La présidente des médecins légistes espagnols parle doucement et lentement, comme si elle voulait contraste sa voix avec les truculences qu’il a dû vivre. Même si elle est tombée dans cette branche de la médecine presque par hasard, elle avoue s’être vite sentie attirée par ce côté sombre de l’être humain, ce qui l’a motivée à suivre la voie de la psychiatrie légale.
Même si les médecins légistes font bien plus que pratiquer des autopsies, ils travaillent beaucoup sur la mort. Juste à l’opposé des autres médecins : quand leur travail se termine, le vôtre commence.

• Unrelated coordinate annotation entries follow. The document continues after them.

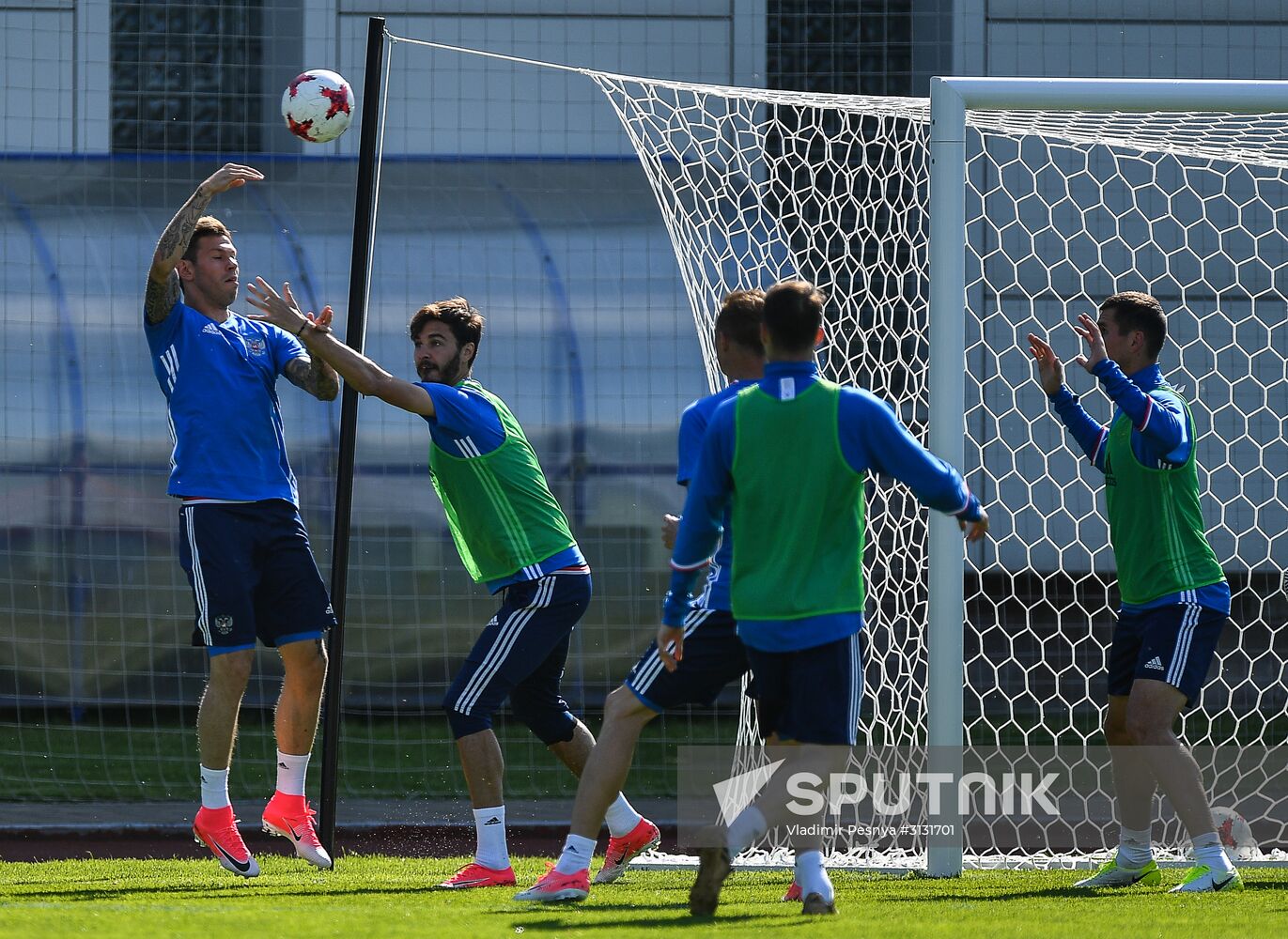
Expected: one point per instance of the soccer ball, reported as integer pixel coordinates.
(318, 106)
(1235, 835)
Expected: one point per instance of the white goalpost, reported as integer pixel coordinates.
(950, 102)
(943, 231)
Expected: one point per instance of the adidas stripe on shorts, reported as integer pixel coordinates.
(1172, 644)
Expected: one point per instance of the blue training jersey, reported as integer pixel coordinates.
(1159, 439)
(465, 423)
(219, 383)
(871, 439)
(693, 428)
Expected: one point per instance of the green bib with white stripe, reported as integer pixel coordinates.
(499, 506)
(798, 509)
(1156, 524)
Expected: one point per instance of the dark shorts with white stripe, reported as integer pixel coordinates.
(811, 696)
(253, 575)
(1172, 644)
(714, 655)
(520, 655)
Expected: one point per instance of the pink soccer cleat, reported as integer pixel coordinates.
(622, 851)
(555, 886)
(474, 875)
(292, 818)
(217, 830)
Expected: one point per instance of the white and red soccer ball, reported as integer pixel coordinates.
(318, 106)
(1235, 835)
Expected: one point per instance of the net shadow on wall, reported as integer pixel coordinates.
(186, 77)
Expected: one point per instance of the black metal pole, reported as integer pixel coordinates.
(356, 331)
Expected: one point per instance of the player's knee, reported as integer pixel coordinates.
(1148, 730)
(464, 724)
(622, 705)
(1117, 733)
(231, 670)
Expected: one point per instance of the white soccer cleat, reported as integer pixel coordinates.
(1114, 875)
(1202, 879)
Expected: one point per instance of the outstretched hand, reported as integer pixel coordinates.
(229, 177)
(975, 530)
(670, 530)
(281, 309)
(670, 645)
(1090, 331)
(1050, 367)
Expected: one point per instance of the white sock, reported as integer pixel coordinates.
(290, 773)
(621, 817)
(1208, 851)
(1135, 848)
(214, 789)
(489, 830)
(812, 876)
(576, 854)
(746, 828)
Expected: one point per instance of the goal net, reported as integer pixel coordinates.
(1063, 208)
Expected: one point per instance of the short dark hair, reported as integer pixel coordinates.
(794, 314)
(739, 318)
(464, 321)
(1136, 311)
(207, 225)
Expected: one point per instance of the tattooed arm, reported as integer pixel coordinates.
(163, 278)
(315, 377)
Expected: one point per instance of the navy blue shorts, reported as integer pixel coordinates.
(520, 655)
(714, 655)
(811, 696)
(1172, 644)
(252, 575)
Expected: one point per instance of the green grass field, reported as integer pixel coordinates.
(389, 897)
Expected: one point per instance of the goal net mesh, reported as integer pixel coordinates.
(1063, 210)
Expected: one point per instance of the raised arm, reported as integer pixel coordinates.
(315, 332)
(312, 373)
(163, 287)
(1090, 434)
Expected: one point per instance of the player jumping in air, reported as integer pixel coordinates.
(1175, 599)
(241, 540)
(790, 454)
(715, 654)
(511, 536)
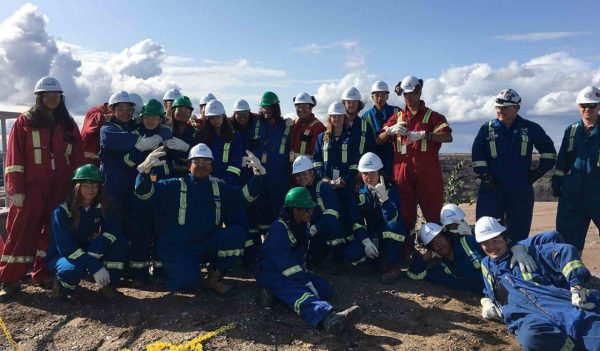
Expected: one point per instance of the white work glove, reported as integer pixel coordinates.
(520, 255)
(395, 129)
(102, 277)
(312, 288)
(95, 255)
(489, 310)
(17, 199)
(579, 298)
(254, 162)
(152, 160)
(463, 228)
(148, 143)
(416, 136)
(381, 191)
(370, 248)
(176, 144)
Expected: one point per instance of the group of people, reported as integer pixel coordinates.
(148, 191)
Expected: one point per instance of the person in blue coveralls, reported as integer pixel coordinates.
(576, 181)
(376, 223)
(87, 237)
(502, 155)
(190, 213)
(324, 226)
(141, 229)
(547, 309)
(376, 117)
(281, 267)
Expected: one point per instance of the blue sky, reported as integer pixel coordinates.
(466, 51)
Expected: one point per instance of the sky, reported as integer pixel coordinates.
(465, 51)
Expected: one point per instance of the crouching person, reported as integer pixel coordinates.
(87, 236)
(281, 267)
(548, 308)
(190, 213)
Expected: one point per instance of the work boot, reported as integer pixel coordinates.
(7, 290)
(336, 322)
(110, 292)
(214, 281)
(266, 297)
(391, 274)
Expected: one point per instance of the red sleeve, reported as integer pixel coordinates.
(391, 121)
(14, 164)
(440, 124)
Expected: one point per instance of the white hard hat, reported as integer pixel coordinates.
(301, 164)
(120, 96)
(200, 150)
(241, 105)
(336, 108)
(214, 108)
(172, 94)
(379, 86)
(139, 103)
(487, 228)
(451, 212)
(428, 231)
(507, 97)
(206, 98)
(351, 94)
(410, 83)
(303, 98)
(47, 84)
(588, 95)
(369, 162)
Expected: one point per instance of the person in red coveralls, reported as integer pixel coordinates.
(417, 133)
(44, 148)
(90, 132)
(307, 127)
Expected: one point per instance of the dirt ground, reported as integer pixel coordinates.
(407, 315)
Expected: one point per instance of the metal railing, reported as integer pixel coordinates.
(4, 116)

Cette proximité avec la mortalité et le côté obscur des gens a amené Clara Ortega, qui travaille à l’Institut de médecine légale de Cantabrie, à profiter encore plus de la vie.
Dans quelle mesure votre vie ressemble-t-elle à celle de CSI ?
Des séries comme Les Experts ont leurs avantages car elles nous ont donné une importance médico-légale. Avant, nous étions identifiés comme un homme très sérieux, avec des morts toute la journée, ce qui a suscité l’intérêt des gens et, en fait, maintenant c’est l’une des spécialités qui intéresse le plus les jeunes.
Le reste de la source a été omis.